AquiferPulse—groundwater early-warning (in preparation)
I’m building a clean monthly view of groundwater for Senegal. The map shows each basin as alert, watch, or normal, plus a small top-10 to watch and a quick time series per basin. It blends public datasets (storage from satellites, rainfall, and land data).
Supervised machine-learning drought detection at station scale (1994–2024)
Droughts pose a significant threat to ecosystems, agriculture, and water security. Timely detection is critical for implementing effective mitigation strategies. This project develops a binary classification model to identify drought conditions on a monthly basis at specific weather stations in Southeastern Australia. By leveraging both climate and vegetation indices, we aim to create a more responsive and data-driven tool compared to traditional methods.
Project Overview
This project presents a machine learning framework for predicting drought events across nine stations in Southeastern Australia from 1994 to 2024. The workflow is divided into two distinct phases: (1) comprehensive data preparation and feature engineering in R, and (2) model development, validation, and testing in Python. A key aspect of our investigation is evaluating the model's performance under a transfer learning scenario to a previously unseen station.
Methodology
Phase 1: Data Preparation & Feature Engineering (R)
Data Ingestion: Climate and vegetation data for nine stations were ingested.
Feature Engineering:
Drought Indices: The Standardized Precipitation Index (SPI) was calculated for 3-month (SPI-3) and 12-month (SPI-12) timescales using the SPEI package to capture short-term and long-term precipitation anomalies.

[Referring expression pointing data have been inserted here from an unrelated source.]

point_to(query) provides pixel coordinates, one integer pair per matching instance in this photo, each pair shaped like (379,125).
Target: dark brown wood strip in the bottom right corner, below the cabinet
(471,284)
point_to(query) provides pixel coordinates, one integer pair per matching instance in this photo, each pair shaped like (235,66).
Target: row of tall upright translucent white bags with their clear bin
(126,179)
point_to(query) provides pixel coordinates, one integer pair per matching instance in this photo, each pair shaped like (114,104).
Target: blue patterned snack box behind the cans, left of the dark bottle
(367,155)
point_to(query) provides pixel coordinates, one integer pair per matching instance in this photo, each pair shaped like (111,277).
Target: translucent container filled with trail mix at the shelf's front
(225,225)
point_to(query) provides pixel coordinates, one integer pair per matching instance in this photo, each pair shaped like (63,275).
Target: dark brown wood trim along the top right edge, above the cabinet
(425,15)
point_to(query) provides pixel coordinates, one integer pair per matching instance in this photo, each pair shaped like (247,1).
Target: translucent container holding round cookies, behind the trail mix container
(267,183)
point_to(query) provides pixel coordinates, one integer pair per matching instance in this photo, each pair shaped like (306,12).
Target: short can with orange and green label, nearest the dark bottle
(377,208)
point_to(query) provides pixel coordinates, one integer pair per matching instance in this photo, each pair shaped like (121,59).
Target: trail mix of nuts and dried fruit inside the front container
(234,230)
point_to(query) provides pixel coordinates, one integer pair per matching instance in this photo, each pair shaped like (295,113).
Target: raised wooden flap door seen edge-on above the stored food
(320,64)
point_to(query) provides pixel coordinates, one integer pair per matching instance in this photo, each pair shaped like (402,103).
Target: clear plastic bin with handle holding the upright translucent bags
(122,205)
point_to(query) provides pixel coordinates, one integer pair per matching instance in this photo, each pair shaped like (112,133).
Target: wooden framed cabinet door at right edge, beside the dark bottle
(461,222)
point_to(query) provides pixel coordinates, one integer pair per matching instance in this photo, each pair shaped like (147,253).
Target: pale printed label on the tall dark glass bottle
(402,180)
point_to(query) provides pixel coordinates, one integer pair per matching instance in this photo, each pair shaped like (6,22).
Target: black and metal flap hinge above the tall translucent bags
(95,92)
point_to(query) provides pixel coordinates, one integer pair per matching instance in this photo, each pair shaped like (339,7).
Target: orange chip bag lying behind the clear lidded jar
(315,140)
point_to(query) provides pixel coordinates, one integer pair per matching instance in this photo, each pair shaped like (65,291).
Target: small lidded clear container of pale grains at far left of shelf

Vegetation Indices: Normalized Difference Vegetation Index (NDVI) data were forward-filled using only past data to avoid look-ahead bias.
Label Creation (Drought Definition): A binary drought label was created based on root-zone soil moisture. A month is classified as a drought (1) if its soil moisture value falls below the expanding 20th percentile of all preceding months. This threshold is calculated step-by-step to ensure no data leakage, making the label suitable for a real-world predictive model.

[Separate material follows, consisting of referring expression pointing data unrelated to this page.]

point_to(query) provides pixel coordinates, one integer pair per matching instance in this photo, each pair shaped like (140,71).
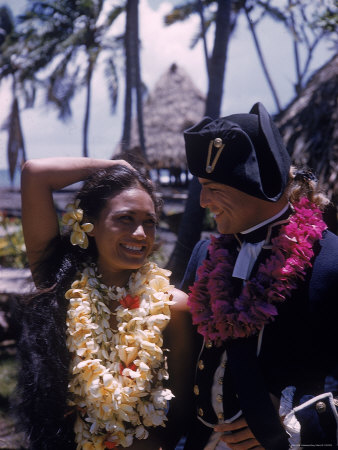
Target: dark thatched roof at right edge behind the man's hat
(310,127)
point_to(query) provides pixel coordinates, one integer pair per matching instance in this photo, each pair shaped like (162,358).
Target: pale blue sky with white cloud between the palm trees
(244,84)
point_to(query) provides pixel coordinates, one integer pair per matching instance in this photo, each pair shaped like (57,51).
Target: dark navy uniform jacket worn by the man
(299,348)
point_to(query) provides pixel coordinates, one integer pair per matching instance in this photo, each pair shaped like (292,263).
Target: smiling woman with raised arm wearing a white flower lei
(93,364)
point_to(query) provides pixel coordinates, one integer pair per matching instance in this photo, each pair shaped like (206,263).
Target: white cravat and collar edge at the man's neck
(249,252)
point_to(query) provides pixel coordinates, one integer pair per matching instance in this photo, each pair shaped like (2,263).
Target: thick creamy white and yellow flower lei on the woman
(116,376)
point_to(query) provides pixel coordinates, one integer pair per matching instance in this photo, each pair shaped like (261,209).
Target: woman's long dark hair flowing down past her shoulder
(42,352)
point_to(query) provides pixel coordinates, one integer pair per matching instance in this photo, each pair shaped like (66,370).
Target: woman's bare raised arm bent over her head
(40,177)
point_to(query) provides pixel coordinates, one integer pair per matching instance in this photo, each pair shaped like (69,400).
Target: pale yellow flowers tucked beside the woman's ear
(73,217)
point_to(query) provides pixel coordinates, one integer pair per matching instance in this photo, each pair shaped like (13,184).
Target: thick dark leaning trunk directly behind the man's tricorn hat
(192,220)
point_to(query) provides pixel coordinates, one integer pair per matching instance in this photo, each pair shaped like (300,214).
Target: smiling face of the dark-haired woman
(124,233)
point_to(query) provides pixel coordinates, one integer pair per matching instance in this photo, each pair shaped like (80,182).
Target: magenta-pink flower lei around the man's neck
(218,314)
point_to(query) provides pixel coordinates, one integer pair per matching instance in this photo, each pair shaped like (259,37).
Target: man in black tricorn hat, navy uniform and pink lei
(264,295)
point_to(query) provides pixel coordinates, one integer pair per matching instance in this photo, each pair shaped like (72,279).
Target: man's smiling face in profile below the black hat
(234,210)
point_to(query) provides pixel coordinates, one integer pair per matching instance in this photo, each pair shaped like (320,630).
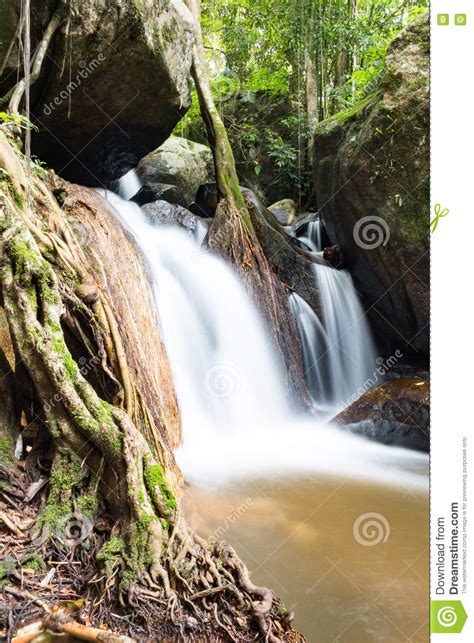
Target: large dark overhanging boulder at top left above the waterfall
(113,86)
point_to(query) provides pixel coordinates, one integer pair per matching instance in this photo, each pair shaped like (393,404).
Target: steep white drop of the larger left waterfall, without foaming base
(227,376)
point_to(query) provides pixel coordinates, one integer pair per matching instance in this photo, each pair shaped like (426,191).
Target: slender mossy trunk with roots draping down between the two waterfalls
(232,233)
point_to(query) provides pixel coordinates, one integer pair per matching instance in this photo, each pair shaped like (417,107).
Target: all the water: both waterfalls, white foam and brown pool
(335,524)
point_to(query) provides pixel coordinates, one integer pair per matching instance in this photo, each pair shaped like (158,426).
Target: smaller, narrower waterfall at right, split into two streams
(338,351)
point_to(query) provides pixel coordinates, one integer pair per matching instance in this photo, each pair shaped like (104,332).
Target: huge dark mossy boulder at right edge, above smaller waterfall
(371,164)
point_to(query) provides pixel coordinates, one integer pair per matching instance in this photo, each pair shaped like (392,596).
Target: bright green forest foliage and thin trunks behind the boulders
(279,67)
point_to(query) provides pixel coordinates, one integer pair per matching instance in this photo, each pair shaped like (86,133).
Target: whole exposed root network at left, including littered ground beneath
(92,528)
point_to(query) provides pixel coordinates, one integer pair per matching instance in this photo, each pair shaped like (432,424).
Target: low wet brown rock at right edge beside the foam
(397,412)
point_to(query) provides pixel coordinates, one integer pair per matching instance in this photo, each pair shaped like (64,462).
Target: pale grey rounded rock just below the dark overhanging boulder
(178,162)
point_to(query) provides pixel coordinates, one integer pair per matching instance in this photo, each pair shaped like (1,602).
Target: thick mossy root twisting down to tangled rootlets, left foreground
(151,559)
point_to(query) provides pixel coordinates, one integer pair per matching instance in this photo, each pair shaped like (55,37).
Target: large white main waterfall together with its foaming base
(236,418)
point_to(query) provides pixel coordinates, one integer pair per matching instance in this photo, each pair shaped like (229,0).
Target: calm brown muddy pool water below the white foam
(350,576)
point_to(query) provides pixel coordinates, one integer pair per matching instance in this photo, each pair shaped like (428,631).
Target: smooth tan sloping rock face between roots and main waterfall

Phase 2: Model Development & Evaluation (Python)
Data Splitting: The data was split chronologically, with the first 80% for training and the most recent 20% held out for testing.

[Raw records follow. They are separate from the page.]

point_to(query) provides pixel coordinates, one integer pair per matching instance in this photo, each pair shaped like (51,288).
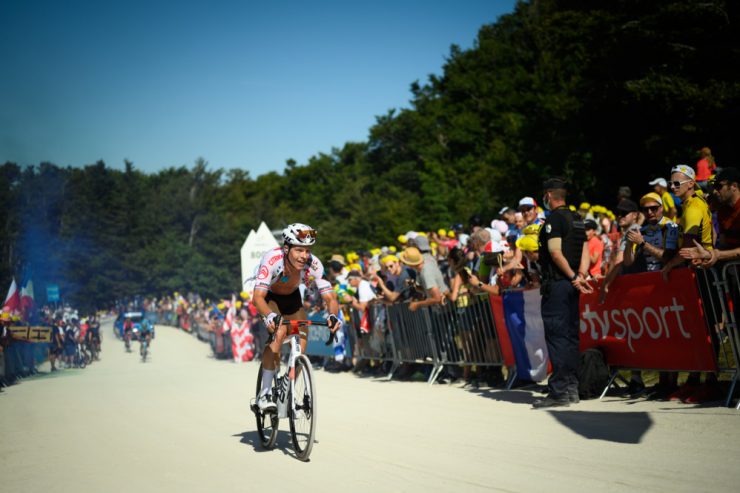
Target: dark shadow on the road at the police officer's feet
(608,426)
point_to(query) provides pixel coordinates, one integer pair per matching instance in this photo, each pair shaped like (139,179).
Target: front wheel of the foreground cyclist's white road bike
(303,419)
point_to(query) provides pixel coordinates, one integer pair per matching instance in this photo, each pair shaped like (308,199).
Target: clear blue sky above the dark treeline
(242,84)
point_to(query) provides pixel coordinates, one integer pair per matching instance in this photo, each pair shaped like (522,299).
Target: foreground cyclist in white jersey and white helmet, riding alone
(277,294)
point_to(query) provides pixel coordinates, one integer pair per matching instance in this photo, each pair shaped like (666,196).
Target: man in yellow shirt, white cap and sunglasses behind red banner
(696,220)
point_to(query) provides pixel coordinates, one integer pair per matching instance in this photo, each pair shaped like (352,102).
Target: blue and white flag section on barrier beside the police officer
(527,333)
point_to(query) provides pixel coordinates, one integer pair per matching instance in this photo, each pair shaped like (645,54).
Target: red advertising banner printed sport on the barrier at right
(648,323)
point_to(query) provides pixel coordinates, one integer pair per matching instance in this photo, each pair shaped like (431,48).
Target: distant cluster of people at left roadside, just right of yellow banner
(75,343)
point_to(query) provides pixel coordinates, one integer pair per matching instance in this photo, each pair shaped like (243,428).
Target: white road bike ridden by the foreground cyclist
(294,393)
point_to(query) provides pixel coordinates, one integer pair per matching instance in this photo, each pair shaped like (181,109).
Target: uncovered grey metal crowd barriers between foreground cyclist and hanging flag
(455,334)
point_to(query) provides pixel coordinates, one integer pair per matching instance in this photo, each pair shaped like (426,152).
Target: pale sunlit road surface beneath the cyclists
(181,423)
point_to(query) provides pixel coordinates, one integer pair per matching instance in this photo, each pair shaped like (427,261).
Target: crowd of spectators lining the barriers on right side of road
(692,215)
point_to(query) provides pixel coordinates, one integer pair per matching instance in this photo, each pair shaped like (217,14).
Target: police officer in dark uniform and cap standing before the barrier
(564,260)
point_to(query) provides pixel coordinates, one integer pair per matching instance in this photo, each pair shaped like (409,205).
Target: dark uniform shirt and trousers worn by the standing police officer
(560,304)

Baseline Model: A class-weighted Random Forest classifier was established as a robust baseline to handle potential class imbalance.
Model Calibration: A validation set from the latter part of the training period was used to calibrate the prediction threshold for optimal performance.
Advanced Models: The baseline was compared against a small Neural Network (NN) and ensemble methods.
Performance Metrics: Models were evaluated using Accuracy, F1-score, and ROC-AUC to provide a comprehensive view of predictive performance, with a focus on the F1-score due to the likely class imbalance.
Transfer Learning Experiment: The final model was tested on data from a new, unseen station to assess its generalizability.
Phase 2—Models
Models were trained on the first 80% of data and tested on the remaining 20%. Two model families were trained: a class-weighted random forest and a compact neural network. Because drought months are rare (~17% in the test tail), we calibrated the operating point with the precision–recall curve rather than the default 0.5.
The Random Forest classifier exhibited strong discriminative performance (ROC-AUC: 0.90) on the test set. When optimized for recall with a decision threshold of 0.30, the model achieved a recall of 0.83 for drought months with an F1-score of 0.615. The neural network attained slightly lower performance (ROC-AUC: 0.865, F1: 0.588) after similar calibration. Time-series cross-validation results (mean F1: 0.588) confirmed the stability of these estimates.
The optimized Random Forest (ROC-AUC: 0.901, F1: 0.638) demonstrated superior performance compared to both neural networks and ensemble methods, establishing it as the most effective classifier for this task.
Phase 3-Spatial Generalization
This phase evaluated spatial generalization by applying the source-trained model to the unseen station. The model showed good ranking capability (ROC-AUC: 0.822) but poor calibration for the new domain (F1: 0.448), particularly underestimating drought prevalence. Light fine-tuning and retraining significantly improved performance (accuracy: 0.856, F1: 0.662).